Com a aprovação da proposta na CCJ, intensificaram-se os debates sobre os contornos do novo imposto. A discussão envolve não apenas o texto da proposta de Emenda Constitucional, mas a redação da lei complementar que deve ser editada para criar e orientar sua cobrança.
O processo de construção da PEC 45/2019 surgiu em 2014 com o Projeto “NOSSA REFORMA TRIBUTÁRIA” do Núcleo de Estudos Fiscais da Fundação Getúlio Vargas (NEF/FGV). A ideia do projeto era despertar o debate sobre a proposta de reforma tributária na sociedade para, apropriando-se das experiências empíricas de 50 anos dos vários modelos de IVA (1.0, 2.0, 3.0 e 4.0) implantados em 168 países do mundo, fazê-la nascer dentro da própria sociedade.
Dando seguimento a esse projeto, reunimos um grupo de trabalho multidisciplinar para redação da PEC 45/2019, que evoluiu para a construção do texto da lei complementar que deve disciplinar esse novo imposto. Esse grupo, composto por profissionais dos mais variados setores, de instituições públicas e privadas, tem se dedicado há mais de um ano à redação do texto da lei complementar do IBS em conjunto com o CCiF e o NEF/FGV.

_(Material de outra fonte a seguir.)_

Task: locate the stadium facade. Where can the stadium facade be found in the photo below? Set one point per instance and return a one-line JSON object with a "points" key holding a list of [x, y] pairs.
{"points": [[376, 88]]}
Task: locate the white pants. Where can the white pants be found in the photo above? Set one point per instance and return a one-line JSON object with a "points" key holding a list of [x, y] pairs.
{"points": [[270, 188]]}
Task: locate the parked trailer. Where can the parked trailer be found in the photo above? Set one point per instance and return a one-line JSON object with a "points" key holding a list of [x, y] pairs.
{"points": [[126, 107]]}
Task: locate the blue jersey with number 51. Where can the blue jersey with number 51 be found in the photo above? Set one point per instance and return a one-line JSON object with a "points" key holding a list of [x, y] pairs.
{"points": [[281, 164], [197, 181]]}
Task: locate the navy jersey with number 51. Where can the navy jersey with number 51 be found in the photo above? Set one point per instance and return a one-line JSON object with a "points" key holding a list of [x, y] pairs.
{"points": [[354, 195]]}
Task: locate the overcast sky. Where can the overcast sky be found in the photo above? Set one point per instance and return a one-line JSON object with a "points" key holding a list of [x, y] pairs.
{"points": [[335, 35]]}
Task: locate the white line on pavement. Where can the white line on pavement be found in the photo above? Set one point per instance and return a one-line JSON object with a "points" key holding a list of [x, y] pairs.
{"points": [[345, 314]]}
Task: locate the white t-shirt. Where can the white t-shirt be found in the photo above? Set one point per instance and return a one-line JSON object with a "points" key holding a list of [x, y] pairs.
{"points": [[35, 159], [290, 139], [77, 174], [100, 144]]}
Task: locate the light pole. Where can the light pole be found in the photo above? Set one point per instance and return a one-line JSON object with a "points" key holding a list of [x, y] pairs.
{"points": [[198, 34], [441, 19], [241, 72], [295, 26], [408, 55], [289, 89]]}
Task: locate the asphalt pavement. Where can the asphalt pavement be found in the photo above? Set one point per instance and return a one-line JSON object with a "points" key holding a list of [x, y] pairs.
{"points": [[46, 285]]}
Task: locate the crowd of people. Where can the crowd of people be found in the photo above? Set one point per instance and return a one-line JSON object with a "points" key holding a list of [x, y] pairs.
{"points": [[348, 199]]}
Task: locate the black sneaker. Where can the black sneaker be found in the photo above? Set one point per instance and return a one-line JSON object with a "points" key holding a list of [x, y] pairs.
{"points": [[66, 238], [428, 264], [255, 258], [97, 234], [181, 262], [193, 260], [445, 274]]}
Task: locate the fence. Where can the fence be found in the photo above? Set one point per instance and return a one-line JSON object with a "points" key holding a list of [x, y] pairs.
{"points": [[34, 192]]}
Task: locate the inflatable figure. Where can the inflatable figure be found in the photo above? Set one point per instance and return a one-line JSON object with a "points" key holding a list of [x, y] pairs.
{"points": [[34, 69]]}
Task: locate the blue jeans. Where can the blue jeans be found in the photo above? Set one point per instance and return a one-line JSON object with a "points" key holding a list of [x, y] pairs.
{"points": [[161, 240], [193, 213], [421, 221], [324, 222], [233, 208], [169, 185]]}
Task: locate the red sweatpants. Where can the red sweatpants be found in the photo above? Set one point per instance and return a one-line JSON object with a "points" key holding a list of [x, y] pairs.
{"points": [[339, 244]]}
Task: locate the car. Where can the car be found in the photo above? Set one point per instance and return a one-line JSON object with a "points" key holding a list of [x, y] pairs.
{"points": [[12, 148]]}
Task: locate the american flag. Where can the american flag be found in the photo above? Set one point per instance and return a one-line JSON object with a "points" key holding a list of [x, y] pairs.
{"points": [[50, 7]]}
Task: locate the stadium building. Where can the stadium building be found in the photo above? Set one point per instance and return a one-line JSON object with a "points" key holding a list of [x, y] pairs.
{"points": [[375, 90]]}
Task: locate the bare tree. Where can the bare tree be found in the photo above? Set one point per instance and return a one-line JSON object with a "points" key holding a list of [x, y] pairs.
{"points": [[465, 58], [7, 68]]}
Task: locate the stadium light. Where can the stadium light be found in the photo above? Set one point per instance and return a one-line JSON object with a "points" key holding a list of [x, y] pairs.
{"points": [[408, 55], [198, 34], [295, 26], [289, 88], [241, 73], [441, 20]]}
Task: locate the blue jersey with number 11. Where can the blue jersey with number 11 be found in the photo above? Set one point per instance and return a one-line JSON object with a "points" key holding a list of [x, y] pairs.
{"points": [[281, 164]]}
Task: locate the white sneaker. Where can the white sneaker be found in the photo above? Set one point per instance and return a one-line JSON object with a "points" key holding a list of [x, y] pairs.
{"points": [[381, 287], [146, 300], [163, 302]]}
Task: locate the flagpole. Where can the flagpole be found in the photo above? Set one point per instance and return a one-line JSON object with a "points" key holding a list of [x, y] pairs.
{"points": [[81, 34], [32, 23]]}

Desses múltiplos encontros surgiram inúmeras reflexões, proposições e desafios, que serão compartilhados com a sociedade por meio dessa coluna para que possamos construir, em conjunto, a melhor redação possível da lei que disciplinará o novo imposto.
O foco dos debates futuros
Este artigo introdutório é, na realidade, um convite ao debate. Exploraremos nessa coluna os problemas hoje enfrentados que despertaram a discussão sobre a necessidade de um novo imposto, como o IBS endereça essas questões, os desafios enfrentados no desenho normativo e algumas proposições já feitas pelo grupo de profissionais envolvidos na redação da lei complementar do IBS.
Os artigos que seguirão esta abertura devem explorar os temas acima, em especial, sob as quatro vertentes que orientaram as discussões do grupo: fato gerador do IBS, federalismo, não-cumulatividade e novo contencioso tributário do IBS.
Na primeira vertente, discutiremos, essencialmente, os aspectos atinentes à tributação da economia digital e a dificuldade de definir um fato gerador tão amplo que seja capaz de acompanhar a evolução tecnológica. Serão analisadas também as questões correlatas ao fato gerador, como delimitação de contribuinte e base de cálculo, momento de ocorrência do fato gerador e local de consumo para fins de determinação do sujeito ativo do imposto.
Sob a ótica do federalismo, o foco deve ser nas possíveis interpretações do conceito de autonomia dos entes federativos e os limites constitucionais à atuação do legislador para que seja preservado o pacto federativo.
Quanto à não-cumulatividade, princípio basilar do IBS, as discussões devem permear os desafios à redação legislativa que melhor reflita esse princípio sem permitir excessos e, ao mesmo tempo, sem esvaziá-lo. Partindo da experiência do excessivo contencioso sobre o tema, há uma grande preocupação com a precisão do texto da lei complementar.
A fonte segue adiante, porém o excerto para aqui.